Por P. Fernando Pascual
Cuando un tribunal emana una condena injusta, provoca más víctimas de las que al inicio uno pudiera imaginar.
En primer lugar, están quienes son injustamente condenados. Un tribunal, llamado a castigar a los culpables, ha cometido un grave error al dañar a unos inocentes.
En segundo lugar, están los jueces que se equivocan. Con culpa, cuando se dejan llevar por el miedo a la opinión pública, o por falta de honestidad al aceptar sobornos, o por antipatías, o por prisas que impidieron estudiar a fondo cada caso.
O sin culpa. Hay condenas injustas que surgen simplemente desde la mejor voluntad de los jueces que, como cualquier ser humano, pueden equivocarse en asuntos nada fáciles de analizar.
En tercer lugar, están las víctimas que han sufrido un daño. Tras la sentencia injusta pueden creer que ha sido lograda una reparación válida, cuando en realidad al daño que sufrieron se añade el daño de un inocente condenado.
En cuarto lugar, y de modo sorprendente, están los verdaderos culpables que consiguen cierto «alivio» al ver que la justicia castiga a un inocente y así cierra la puerta a investigaciones que podrían dar con ellos.
Sí: el culpable no castigado también «sufre» un enorme daño: el de no ser ayudado a reparar, a ser purificado por un castigo.
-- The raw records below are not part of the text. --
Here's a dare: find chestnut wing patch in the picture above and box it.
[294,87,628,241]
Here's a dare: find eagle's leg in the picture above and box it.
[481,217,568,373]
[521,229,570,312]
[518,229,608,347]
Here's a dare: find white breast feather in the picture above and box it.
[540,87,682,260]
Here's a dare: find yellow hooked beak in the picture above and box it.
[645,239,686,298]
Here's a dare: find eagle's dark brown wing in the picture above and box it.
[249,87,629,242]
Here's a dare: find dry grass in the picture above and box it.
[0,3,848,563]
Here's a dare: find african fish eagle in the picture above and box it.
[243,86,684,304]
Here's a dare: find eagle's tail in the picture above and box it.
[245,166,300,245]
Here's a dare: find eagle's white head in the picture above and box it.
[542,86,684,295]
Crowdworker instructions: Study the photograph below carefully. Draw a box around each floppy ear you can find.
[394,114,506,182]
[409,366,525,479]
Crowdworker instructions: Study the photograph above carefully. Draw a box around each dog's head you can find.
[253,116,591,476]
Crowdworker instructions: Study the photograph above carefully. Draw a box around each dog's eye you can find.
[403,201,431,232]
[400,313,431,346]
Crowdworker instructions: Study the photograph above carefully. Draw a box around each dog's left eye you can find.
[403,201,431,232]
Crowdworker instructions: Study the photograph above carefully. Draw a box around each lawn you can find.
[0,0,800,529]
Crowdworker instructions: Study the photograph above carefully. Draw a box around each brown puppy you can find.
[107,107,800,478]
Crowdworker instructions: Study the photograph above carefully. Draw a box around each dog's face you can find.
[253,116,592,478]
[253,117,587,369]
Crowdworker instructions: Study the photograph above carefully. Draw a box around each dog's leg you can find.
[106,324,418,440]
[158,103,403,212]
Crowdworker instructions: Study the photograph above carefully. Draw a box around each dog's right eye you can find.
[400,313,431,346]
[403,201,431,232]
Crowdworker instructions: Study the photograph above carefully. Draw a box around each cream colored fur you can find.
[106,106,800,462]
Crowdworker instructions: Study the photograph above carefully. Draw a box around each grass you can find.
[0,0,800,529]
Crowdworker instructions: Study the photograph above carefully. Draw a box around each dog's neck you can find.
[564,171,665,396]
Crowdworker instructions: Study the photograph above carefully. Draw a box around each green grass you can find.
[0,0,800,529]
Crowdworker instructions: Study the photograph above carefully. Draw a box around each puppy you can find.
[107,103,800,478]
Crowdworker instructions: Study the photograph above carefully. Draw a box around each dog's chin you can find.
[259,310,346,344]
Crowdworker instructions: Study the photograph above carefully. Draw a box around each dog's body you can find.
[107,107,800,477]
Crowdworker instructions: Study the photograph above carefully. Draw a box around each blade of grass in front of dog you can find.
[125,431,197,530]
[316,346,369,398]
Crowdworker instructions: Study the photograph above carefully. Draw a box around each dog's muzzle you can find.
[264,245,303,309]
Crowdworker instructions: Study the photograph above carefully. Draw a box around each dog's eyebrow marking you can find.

Esta idea ya había sido defendida por Platón hace siglos, y es algo que hoy podemos reconocer en cada sentencia injusta.
El mundo de los tribunales está lleno de oscuridades, pistas falsas, testimonios engañosos. Algunos creen triunfar al ser pronuncia una sentencia injusta, cuando en realidad solo hay triunfo verdadero cuando se absuelve a los inocentes, se castiga a los culpables y se alivia a las víctimas.
La historia humana, lo sabemos, tiene páginas tristes e injustas. Entre ellas, las que se escriben con sentencias en las que un inocente es condenado mientras un culpable queda absuelto.
Queda entonces, según lo que exige la plenitud de la justicia, esperar en el juicio del único Juez que todo lo conoce y que sabe tratar a cada uno según sus obras.
Ese Juez definitivo e insobornable es Dios. Solo en Dios se unen bondad y justicia. Solo Dios alivia a los inocentes condenados. Solo Dios enfrenta plenamente a los culpables, absueltos erróneamente, con la responsabilidad del daño que hayan cometido.